Lawyers for the music industry argued that some of the evidence they collected under the Anton Piller orders took place while "the system was in action." This meant that they wanted to ascertain the technical detail of the processes involved in file-sharing via the Kazaa network. This level of detail, the lawyers said, was not being collected in the U.S. case. They added that the evidence was "of its nature, likely to be ephemeral."

"The U.S. copyright law is more concerned with structural aspects of the technology...rather than the operation of the software (as the Australian law is)," the lawyer representing the record labels told the judge as a possible reason why the evidence MIPI sought wasn't sought by the U.S. legal team under subpoena.

He said that in the United States, a person had to either personally transmit a copyright-infringing MP3 file or substantially assist that transmission, while in Australia, ancillary acts constitute infringement.
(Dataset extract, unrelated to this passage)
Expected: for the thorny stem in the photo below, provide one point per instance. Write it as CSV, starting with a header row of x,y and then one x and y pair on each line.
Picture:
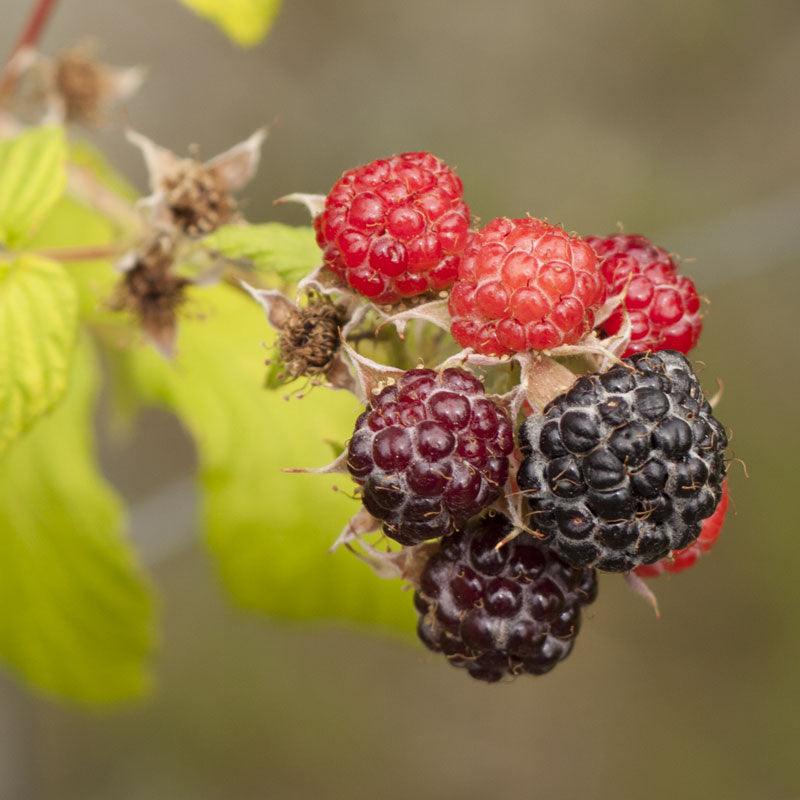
x,y
37,20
The lawyer representing Kevin Burmeister, the owner of Brilliant Digital Entertainment, which was also raided, brought up some issues for the court concerning the Anton Piller order. He pointed out that much of the evidence seized during the raid was from Altnet, a subsidiary of Brilliant Digital that wasn't itself mentioned in the Anton Piller order as a target.

The lawyer also raised the issue that the Anton Piller order had the effect of seizing the source code of the Altnet software. In the United States, the record labels and Altnet are wrangling over the conditions under which the code will be produced, and Altnet is now concerned that it may have lost control of that process.

James Pearce of ZDNet Australia reported from Sydney.